I was reading DailyJS and ran across this great JavaScript selector library called Sel.
It can select elements using the very brand new CSS4 features. The following are some examples.
/* subject overriding, was '$div .box' in a previous CSS4 draft,
returns 'div' rather than '.box' */ div! .box
/* id references, 'input' who's ID matches 'label's 'for' attribute */ label /for/ input
/* case insensitive attribute matching */ [attr = "val" i] /* :nth-match and :nth-last-match to match against sub-selectors */ div:nth-match(3 of .box) /* links who's target absolute URI matches the current document's URI,
arguments specify the degree of locality */ a:local-link(0) /* :column */ td:column(col.profit) /* :nth-column and :nth-last-column */ td:nth-column(even)

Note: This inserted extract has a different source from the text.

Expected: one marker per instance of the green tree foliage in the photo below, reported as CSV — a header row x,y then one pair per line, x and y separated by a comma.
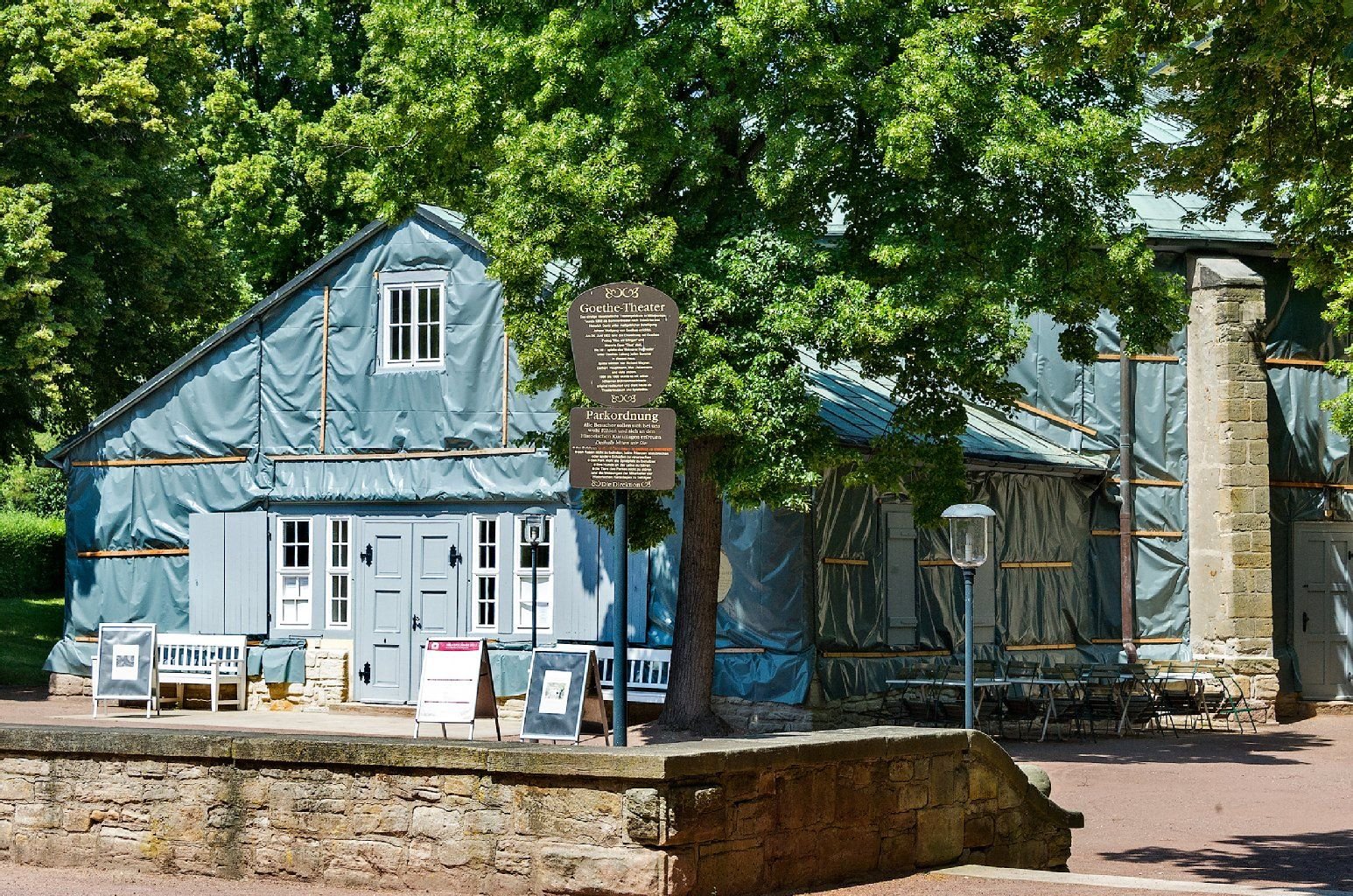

I've been hopeful that a selector engine would take on the challenge of CSS4 support. From what I understand about jQuery, CSS4 support would require a lot of rewriting Sizzle since it is so highly dependent on querySelectorAll(). I know that NWMatcher is a lot more robust in it's pre- and post-processing of selectors even when the browser supports querySelectorAll(). In other words, I'm thinking a selector engine needs to know when the browser supports CSS4 and use querySelectorAll() if possible even when CSS4 is not supported.